DIA Delays Opening of New Concourse B Doors After Water Main Break
For years, $1.5 billion projects adding dozens of gates to Denver International Airport have stood out for their lack of fuss — a stark contrast to the separate renovations at the DIA terminal that withstood major contractor problems, skyrocketing costs and major delays.
But one of many expansions to DIA’s three halls suffered a major setback in early December when a water main broke. The accident delayed the completion of the 120,000 square foot addition to the east end of Concourse B by at least eight months and triggered a large construction insurance claim, DIA officials told a city council committee last week.
The pressurized hot water line burst overnight Dec. 5-6 on the mezzanine level in the new space, causing damage estimated at $50 million or more, according to Stu Williams, senior vice president of the DIA airport expansion. Several areas were inundated with 180-degree water, damaging floors, fireproofing steel beams, toilets and expensive equipment, he said.
It came just a month before the new space, which will house 10 gates for United Airlines jetliners and regional jets, was due to be completed. Now September or October seem more likely.
Airport CEO Phil Washington credited a project contractor worker with discovering the flood before dawn and rushing to close the valve, avoiding further damage.
“It took its toll, to be quite honest,” Williams said. “Water in general is a problem. Super hot water is a much bigger problem. The fact that it basically pulverized a lot of our communications equipment, electrical equipment…it had an impact on the (new) terrazzo floors. The damage was significant. »
He and Washington detailed the DIA’s handling of the incident to the board’s business and aviation committee as part of an update on the $2.1 billion lobby expansion and refresh program. dollars, which began in 2018.
Last week’s committee presentation marked the DIA’s most comprehensive public disclosure of the fallout from the incident. DIA did not announce the line break or, several weeks later, its impact assessment — at least not in the way it issued a press release on December 8, two days after the accident, to announce that another expansion project at the west end of Concourse B had won LEED gold certification for its eco-friendly design.

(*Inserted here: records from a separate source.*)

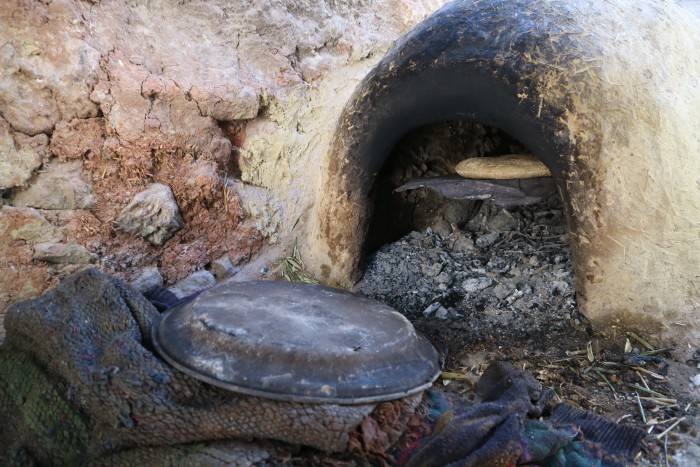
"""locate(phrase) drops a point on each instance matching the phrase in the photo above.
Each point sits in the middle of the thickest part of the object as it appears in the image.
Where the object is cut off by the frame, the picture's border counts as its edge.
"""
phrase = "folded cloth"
(505, 429)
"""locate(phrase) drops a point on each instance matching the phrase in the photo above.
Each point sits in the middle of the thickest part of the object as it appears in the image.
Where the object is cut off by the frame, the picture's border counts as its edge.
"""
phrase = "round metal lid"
(296, 342)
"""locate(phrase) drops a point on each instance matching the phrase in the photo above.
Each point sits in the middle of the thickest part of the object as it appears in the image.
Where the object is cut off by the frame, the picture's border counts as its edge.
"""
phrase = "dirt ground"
(502, 289)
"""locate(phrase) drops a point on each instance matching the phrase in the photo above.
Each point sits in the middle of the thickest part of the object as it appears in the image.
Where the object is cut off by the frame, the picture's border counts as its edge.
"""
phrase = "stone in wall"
(57, 186)
(20, 155)
(80, 138)
(51, 252)
(153, 214)
(46, 67)
(211, 92)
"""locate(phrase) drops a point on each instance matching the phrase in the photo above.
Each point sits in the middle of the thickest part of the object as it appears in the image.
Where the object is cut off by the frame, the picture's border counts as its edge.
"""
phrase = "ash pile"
(507, 274)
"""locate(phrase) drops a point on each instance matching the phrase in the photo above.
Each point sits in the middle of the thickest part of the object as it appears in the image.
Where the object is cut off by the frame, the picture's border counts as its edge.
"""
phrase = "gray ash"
(507, 275)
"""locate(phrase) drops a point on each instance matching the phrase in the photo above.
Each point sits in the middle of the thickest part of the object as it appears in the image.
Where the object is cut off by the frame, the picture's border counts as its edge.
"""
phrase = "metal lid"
(296, 342)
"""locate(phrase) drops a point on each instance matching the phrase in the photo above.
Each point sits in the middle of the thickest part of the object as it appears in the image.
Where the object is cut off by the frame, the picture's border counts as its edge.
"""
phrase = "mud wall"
(228, 105)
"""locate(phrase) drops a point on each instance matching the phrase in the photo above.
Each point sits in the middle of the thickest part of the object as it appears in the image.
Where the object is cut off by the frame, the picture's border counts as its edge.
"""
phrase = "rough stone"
(47, 67)
(147, 279)
(195, 282)
(20, 155)
(58, 186)
(63, 253)
(153, 214)
(70, 71)
(222, 268)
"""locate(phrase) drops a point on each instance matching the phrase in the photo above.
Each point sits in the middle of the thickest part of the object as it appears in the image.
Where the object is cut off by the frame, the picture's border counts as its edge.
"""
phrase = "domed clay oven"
(604, 93)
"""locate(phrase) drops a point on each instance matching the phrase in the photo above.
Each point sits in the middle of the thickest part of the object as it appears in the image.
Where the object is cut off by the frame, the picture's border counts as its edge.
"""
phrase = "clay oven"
(604, 93)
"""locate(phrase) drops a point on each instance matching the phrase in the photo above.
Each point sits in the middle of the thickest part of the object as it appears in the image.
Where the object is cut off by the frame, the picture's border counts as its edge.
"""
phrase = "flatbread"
(503, 167)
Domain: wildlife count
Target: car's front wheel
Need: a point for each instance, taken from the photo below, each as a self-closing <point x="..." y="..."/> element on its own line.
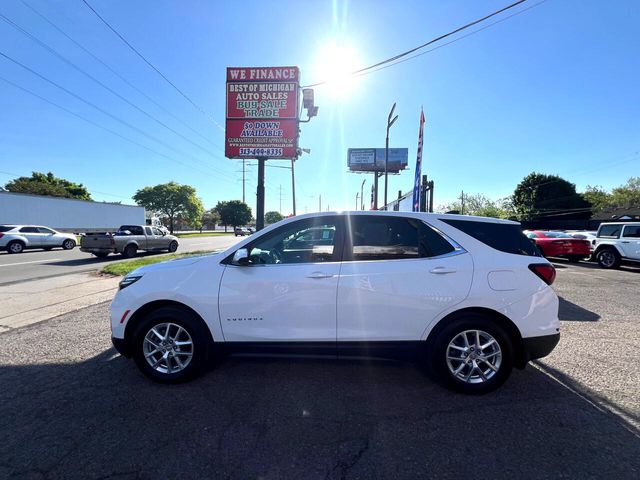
<point x="608" y="258"/>
<point x="171" y="345"/>
<point x="471" y="355"/>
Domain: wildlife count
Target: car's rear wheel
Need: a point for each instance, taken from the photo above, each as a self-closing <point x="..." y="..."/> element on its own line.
<point x="608" y="258"/>
<point x="129" y="251"/>
<point x="15" y="247"/>
<point x="471" y="355"/>
<point x="171" y="345"/>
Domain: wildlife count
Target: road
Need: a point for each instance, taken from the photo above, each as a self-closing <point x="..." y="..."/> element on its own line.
<point x="34" y="264"/>
<point x="72" y="408"/>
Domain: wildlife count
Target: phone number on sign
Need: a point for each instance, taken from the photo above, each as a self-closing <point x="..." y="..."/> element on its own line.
<point x="261" y="152"/>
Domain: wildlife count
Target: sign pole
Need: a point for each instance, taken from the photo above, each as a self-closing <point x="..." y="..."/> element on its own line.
<point x="260" y="194"/>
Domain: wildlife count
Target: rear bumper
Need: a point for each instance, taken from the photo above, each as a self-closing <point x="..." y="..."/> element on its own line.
<point x="121" y="346"/>
<point x="538" y="347"/>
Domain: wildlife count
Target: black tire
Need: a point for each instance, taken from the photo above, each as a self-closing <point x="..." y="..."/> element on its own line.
<point x="129" y="251"/>
<point x="200" y="349"/>
<point x="439" y="365"/>
<point x="15" y="247"/>
<point x="608" y="258"/>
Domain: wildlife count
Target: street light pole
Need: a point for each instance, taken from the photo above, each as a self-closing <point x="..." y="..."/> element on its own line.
<point x="390" y="123"/>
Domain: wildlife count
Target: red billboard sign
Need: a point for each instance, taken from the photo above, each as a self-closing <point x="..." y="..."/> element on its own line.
<point x="262" y="112"/>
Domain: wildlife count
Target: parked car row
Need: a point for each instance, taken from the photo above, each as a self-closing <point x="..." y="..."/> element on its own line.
<point x="128" y="240"/>
<point x="614" y="244"/>
<point x="17" y="238"/>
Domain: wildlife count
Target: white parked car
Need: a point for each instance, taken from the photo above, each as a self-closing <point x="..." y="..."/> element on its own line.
<point x="618" y="243"/>
<point x="17" y="238"/>
<point x="469" y="296"/>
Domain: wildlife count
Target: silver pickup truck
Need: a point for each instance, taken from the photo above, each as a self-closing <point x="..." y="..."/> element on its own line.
<point x="128" y="240"/>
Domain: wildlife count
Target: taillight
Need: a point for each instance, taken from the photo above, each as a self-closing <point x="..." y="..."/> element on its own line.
<point x="545" y="271"/>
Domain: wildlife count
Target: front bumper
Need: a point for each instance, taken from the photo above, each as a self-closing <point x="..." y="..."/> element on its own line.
<point x="121" y="346"/>
<point x="538" y="347"/>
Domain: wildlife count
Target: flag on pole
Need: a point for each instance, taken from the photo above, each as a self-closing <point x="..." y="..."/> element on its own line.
<point x="416" y="184"/>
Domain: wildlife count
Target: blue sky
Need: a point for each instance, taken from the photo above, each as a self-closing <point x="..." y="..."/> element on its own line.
<point x="554" y="89"/>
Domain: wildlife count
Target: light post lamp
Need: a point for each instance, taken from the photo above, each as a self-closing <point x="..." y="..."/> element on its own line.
<point x="390" y="123"/>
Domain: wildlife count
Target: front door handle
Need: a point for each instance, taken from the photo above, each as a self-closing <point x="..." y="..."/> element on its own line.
<point x="318" y="275"/>
<point x="442" y="270"/>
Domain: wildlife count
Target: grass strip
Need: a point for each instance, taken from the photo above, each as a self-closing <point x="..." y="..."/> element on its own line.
<point x="126" y="266"/>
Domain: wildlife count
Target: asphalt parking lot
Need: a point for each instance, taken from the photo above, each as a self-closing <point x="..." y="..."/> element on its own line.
<point x="72" y="408"/>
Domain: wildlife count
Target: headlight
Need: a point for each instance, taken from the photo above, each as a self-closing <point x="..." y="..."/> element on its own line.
<point x="129" y="280"/>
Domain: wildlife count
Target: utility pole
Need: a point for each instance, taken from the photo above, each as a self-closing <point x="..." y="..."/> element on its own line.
<point x="260" y="194"/>
<point x="243" y="179"/>
<point x="390" y="123"/>
<point x="293" y="187"/>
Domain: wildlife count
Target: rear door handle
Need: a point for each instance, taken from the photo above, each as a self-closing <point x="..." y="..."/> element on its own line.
<point x="318" y="275"/>
<point x="442" y="270"/>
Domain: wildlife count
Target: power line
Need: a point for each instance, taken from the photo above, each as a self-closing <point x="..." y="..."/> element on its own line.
<point x="184" y="95"/>
<point x="113" y="132"/>
<point x="103" y="63"/>
<point x="88" y="75"/>
<point x="451" y="41"/>
<point x="78" y="97"/>
<point x="419" y="47"/>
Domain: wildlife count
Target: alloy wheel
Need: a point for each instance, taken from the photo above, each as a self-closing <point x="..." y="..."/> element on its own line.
<point x="168" y="348"/>
<point x="607" y="258"/>
<point x="473" y="356"/>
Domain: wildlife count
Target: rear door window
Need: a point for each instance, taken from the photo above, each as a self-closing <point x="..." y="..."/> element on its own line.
<point x="506" y="237"/>
<point x="393" y="238"/>
<point x="631" y="231"/>
<point x="610" y="231"/>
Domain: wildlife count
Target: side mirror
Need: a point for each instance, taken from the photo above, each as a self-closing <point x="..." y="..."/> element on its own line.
<point x="241" y="257"/>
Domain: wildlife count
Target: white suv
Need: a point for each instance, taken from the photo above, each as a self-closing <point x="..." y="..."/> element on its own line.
<point x="469" y="296"/>
<point x="617" y="243"/>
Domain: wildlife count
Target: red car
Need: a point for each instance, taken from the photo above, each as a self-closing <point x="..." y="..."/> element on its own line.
<point x="560" y="244"/>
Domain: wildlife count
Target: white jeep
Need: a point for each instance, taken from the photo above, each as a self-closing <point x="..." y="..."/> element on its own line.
<point x="617" y="243"/>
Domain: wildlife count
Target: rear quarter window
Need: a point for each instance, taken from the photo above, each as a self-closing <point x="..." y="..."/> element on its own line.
<point x="505" y="237"/>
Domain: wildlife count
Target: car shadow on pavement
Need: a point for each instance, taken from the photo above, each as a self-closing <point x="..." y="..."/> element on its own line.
<point x="283" y="418"/>
<point x="571" y="312"/>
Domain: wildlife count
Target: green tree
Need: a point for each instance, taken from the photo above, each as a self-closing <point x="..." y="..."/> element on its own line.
<point x="272" y="217"/>
<point x="627" y="195"/>
<point x="480" y="206"/>
<point x="48" y="184"/>
<point x="597" y="197"/>
<point x="171" y="200"/>
<point x="210" y="219"/>
<point x="539" y="195"/>
<point x="234" y="213"/>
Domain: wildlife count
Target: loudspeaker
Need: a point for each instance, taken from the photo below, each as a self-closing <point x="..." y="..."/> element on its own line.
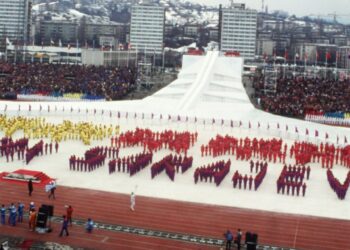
<point x="255" y="238"/>
<point x="48" y="208"/>
<point x="41" y="219"/>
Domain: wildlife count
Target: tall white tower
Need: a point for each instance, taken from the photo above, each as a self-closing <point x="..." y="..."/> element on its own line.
<point x="15" y="20"/>
<point x="147" y="27"/>
<point x="238" y="30"/>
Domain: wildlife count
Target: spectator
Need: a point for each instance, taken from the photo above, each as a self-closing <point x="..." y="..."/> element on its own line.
<point x="64" y="226"/>
<point x="228" y="238"/>
<point x="58" y="79"/>
<point x="298" y="96"/>
<point x="89" y="225"/>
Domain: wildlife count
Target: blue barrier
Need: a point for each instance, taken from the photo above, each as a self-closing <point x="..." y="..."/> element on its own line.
<point x="335" y="115"/>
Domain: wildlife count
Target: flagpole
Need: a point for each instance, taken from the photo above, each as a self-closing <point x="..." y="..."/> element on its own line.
<point x="336" y="65"/>
<point x="24" y="52"/>
<point x="315" y="64"/>
<point x="136" y="56"/>
<point x="163" y="58"/>
<point x="305" y="58"/>
<point x="295" y="62"/>
<point x="6" y="49"/>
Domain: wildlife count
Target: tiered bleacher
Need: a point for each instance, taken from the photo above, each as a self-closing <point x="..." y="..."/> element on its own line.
<point x="64" y="82"/>
<point x="319" y="100"/>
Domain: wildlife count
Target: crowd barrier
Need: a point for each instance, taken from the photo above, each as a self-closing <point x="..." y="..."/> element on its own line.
<point x="54" y="98"/>
<point x="282" y="130"/>
<point x="339" y="119"/>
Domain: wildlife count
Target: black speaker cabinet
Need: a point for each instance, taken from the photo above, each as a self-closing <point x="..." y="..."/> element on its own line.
<point x="48" y="208"/>
<point x="255" y="238"/>
<point x="41" y="219"/>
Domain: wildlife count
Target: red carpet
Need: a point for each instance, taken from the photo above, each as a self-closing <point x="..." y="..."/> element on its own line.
<point x="39" y="178"/>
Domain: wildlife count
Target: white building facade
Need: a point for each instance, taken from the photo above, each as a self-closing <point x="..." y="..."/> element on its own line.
<point x="15" y="20"/>
<point x="147" y="28"/>
<point x="238" y="30"/>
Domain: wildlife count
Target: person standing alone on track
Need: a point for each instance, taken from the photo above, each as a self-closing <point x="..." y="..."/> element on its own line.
<point x="30" y="187"/>
<point x="228" y="238"/>
<point x="64" y="226"/>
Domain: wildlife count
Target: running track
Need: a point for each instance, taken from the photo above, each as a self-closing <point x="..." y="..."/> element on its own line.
<point x="277" y="229"/>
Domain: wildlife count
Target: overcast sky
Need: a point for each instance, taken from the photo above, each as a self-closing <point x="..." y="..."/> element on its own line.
<point x="297" y="7"/>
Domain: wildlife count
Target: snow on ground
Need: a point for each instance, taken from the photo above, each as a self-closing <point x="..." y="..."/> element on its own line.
<point x="320" y="200"/>
<point x="207" y="87"/>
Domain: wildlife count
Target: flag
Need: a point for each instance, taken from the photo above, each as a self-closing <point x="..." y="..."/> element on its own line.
<point x="8" y="42"/>
<point x="286" y="54"/>
<point x="264" y="55"/>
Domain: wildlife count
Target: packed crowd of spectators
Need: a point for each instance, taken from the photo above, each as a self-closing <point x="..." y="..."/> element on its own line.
<point x="58" y="79"/>
<point x="299" y="96"/>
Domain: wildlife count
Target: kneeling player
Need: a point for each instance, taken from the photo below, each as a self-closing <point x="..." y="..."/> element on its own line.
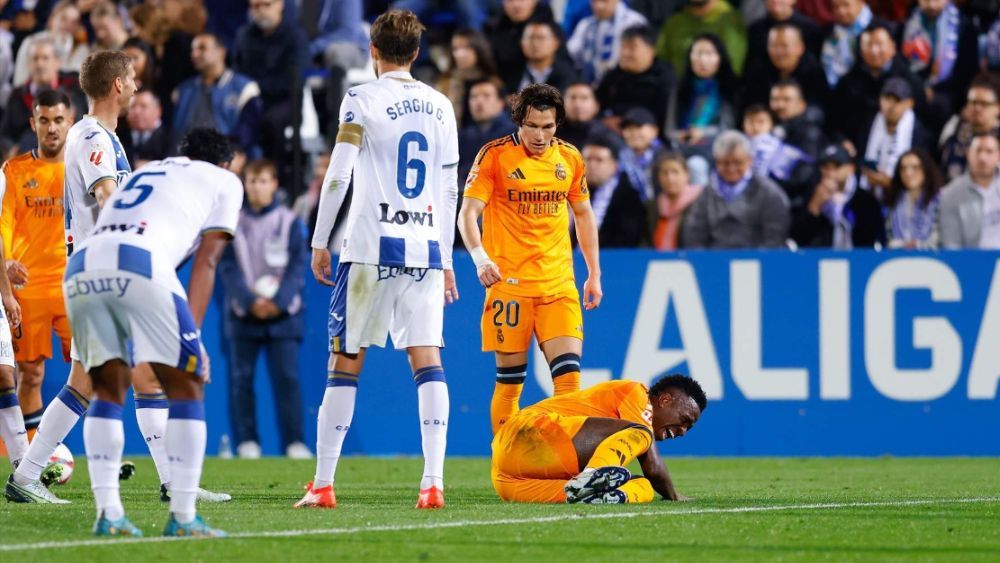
<point x="575" y="447"/>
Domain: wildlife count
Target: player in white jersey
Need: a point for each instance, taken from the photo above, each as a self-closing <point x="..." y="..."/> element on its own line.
<point x="399" y="138"/>
<point x="95" y="164"/>
<point x="126" y="305"/>
<point x="12" y="430"/>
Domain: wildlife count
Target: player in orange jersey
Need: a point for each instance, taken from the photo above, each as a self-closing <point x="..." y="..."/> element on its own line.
<point x="574" y="448"/>
<point x="522" y="185"/>
<point x="35" y="247"/>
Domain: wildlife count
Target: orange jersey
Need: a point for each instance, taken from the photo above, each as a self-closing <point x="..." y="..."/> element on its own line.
<point x="621" y="399"/>
<point x="526" y="220"/>
<point x="31" y="222"/>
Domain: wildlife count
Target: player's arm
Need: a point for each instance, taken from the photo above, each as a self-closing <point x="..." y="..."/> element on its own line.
<point x="656" y="472"/>
<point x="586" y="234"/>
<point x="478" y="189"/>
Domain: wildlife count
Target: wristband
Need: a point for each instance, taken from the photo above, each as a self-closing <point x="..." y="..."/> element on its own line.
<point x="480" y="257"/>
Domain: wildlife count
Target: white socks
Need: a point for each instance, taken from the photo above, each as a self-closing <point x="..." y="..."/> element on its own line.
<point x="104" y="438"/>
<point x="185" y="445"/>
<point x="335" y="415"/>
<point x="12" y="425"/>
<point x="60" y="417"/>
<point x="151" y="413"/>
<point x="432" y="397"/>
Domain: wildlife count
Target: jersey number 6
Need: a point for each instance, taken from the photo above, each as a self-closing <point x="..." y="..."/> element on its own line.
<point x="133" y="185"/>
<point x="404" y="164"/>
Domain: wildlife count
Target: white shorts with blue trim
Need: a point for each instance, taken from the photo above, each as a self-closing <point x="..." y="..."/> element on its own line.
<point x="123" y="314"/>
<point x="371" y="302"/>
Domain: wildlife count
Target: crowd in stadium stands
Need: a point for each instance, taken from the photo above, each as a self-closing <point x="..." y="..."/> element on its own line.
<point x="704" y="123"/>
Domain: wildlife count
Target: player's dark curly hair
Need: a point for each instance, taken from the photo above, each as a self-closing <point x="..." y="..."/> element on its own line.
<point x="205" y="143"/>
<point x="681" y="383"/>
<point x="542" y="97"/>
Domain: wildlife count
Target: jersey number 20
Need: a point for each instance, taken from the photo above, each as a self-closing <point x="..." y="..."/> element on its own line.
<point x="139" y="191"/>
<point x="404" y="164"/>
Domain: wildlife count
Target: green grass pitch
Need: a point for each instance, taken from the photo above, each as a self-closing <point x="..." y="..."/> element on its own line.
<point x="757" y="509"/>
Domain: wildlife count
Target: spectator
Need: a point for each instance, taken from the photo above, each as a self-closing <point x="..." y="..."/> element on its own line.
<point x="969" y="216"/>
<point x="787" y="165"/>
<point x="145" y="138"/>
<point x="738" y="209"/>
<point x="674" y="196"/>
<point x="639" y="80"/>
<point x="857" y="93"/>
<point x="798" y="124"/>
<point x="782" y="11"/>
<point x="272" y="51"/>
<point x="839" y="215"/>
<point x="505" y="33"/>
<point x="64" y="30"/>
<point x="786" y="59"/>
<point x="597" y="40"/>
<point x="912" y="201"/>
<point x="704" y="102"/>
<point x="894" y="131"/>
<point x="43" y="73"/>
<point x="702" y="17"/>
<point x="142" y="61"/>
<point x="981" y="116"/>
<point x="489" y="120"/>
<point x="540" y="44"/>
<point x="218" y="97"/>
<point x="581" y="121"/>
<point x="338" y="37"/>
<point x="109" y="28"/>
<point x="850" y="18"/>
<point x="642" y="147"/>
<point x="942" y="48"/>
<point x="618" y="208"/>
<point x="471" y="61"/>
<point x="263" y="273"/>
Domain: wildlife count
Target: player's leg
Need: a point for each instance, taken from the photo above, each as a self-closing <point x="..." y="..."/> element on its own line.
<point x="59" y="418"/>
<point x="605" y="447"/>
<point x="104" y="439"/>
<point x="151" y="412"/>
<point x="433" y="406"/>
<point x="507" y="324"/>
<point x="560" y="334"/>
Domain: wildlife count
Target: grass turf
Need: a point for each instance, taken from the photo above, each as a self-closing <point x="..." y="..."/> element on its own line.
<point x="376" y="519"/>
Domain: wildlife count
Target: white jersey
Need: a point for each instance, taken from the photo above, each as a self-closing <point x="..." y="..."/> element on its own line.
<point x="407" y="143"/>
<point x="93" y="153"/>
<point x="161" y="210"/>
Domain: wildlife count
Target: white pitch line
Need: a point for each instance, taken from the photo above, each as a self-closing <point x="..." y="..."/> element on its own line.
<point x="501" y="522"/>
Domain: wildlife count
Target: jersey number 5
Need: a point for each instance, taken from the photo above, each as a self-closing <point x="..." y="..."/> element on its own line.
<point x="404" y="164"/>
<point x="142" y="191"/>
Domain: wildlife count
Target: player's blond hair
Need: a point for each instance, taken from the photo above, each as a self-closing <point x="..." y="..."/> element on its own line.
<point x="396" y="35"/>
<point x="100" y="70"/>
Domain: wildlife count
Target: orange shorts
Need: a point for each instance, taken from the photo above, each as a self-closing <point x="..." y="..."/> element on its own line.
<point x="510" y="320"/>
<point x="39" y="317"/>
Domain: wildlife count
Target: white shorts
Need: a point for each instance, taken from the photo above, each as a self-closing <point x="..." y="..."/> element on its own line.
<point x="125" y="315"/>
<point x="6" y="342"/>
<point x="370" y="302"/>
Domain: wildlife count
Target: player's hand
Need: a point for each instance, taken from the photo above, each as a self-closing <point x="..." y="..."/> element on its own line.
<point x="17" y="273"/>
<point x="321" y="266"/>
<point x="592" y="293"/>
<point x="450" y="287"/>
<point x="13" y="309"/>
<point x="489" y="274"/>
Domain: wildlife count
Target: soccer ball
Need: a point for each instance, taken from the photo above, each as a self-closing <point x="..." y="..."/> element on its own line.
<point x="63" y="458"/>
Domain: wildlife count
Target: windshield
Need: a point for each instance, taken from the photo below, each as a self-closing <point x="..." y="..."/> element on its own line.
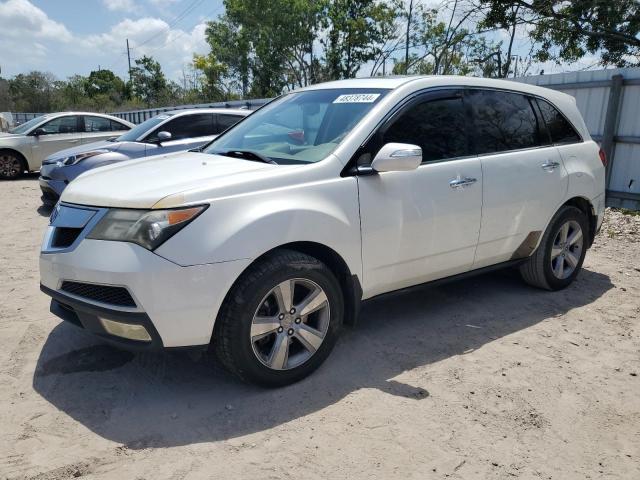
<point x="25" y="127"/>
<point x="137" y="131"/>
<point x="301" y="127"/>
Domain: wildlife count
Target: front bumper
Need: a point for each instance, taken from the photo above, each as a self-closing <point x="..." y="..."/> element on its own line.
<point x="179" y="303"/>
<point x="89" y="317"/>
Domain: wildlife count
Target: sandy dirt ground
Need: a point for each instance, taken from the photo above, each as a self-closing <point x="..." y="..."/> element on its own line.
<point x="484" y="378"/>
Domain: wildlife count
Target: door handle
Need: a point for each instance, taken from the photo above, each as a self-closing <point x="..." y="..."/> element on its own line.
<point x="549" y="166"/>
<point x="462" y="182"/>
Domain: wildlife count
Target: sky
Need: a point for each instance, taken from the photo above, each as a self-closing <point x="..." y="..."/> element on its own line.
<point x="67" y="37"/>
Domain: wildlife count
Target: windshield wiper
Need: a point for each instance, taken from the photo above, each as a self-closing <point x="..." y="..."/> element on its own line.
<point x="248" y="155"/>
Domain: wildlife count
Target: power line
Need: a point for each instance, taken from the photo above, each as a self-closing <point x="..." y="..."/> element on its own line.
<point x="174" y="22"/>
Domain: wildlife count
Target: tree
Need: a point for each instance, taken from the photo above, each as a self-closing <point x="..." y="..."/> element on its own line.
<point x="568" y="30"/>
<point x="355" y="32"/>
<point x="148" y="82"/>
<point x="105" y="83"/>
<point x="33" y="92"/>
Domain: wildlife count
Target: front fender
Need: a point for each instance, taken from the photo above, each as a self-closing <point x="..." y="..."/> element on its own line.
<point x="245" y="227"/>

Washington notified city council members Dec. 8 in an email, writing, “We were scheduled to open the B-East expansion in January for United Airlines, and we were going through our inspection process. Unfortunately, this week, a hot water pipe broke in the B-East expansion. We are currently assessing the damage that has occurred and the impacts to the system. »
He wrote that the DIA planned to “recalibrate” the schedule for the project after airport and United officials finished assessing the fallout. The email, provided by DIA to the Denver Post, was first reported by CBS4 over the weekend.
Washington and other DIA officials met with the media the following week, Dec. 16, to discuss the airport’s new proposal, later approved by the board, to add a costly third phase to the renovation project. from the terminal. They did not discuss the Concourse B flooding incident.
DIA spokeswoman Stacey Stegman said Monday that DIA officials made no attempt to keep the incident quiet. It took until late January or early February to estimate damage costs and the effect on the project schedule, she said. In the meantime, the competition projects website was updated to note that the B-east expansion would not be done until “late 2022”.
“It was just a matter of, we were trying to figure out what we were dealing with,” Stegman said. “We didn’t have good information at the start. We tried to assess the damage. We tried to come up with a plan to fix it. And it took time. I don’t think anyone intentionally omitted to mention it.
She added: “We shared it with the airport community. We told United Airlines about it because it affected them.
The airport has an insurance policy for its construction projects. Williams told the board committee he expected the insurer to cover the additional costs of the repairs. But major supply chain issues are slowing repairs, he said, with some replacements for crumbling equipment not available for delivery until mid-summer.
DIA is still investigating the cause of the pipe break and has declined to identify the subcontractor believed to be at fault.
“On a project of this size and scope,” Williams told the committee, “there are multiple levels of contractors and oversight. … I’m not proud to say, but there are potentially multiple locations of failure. And we’re continuing to investigate that.
In total, the lobby expansions add 39 new doors. The West End Concourse B Expansion opened in November 2020. In addition to the East End Project B, Concourse A and C expansions are also scheduled to open later this year.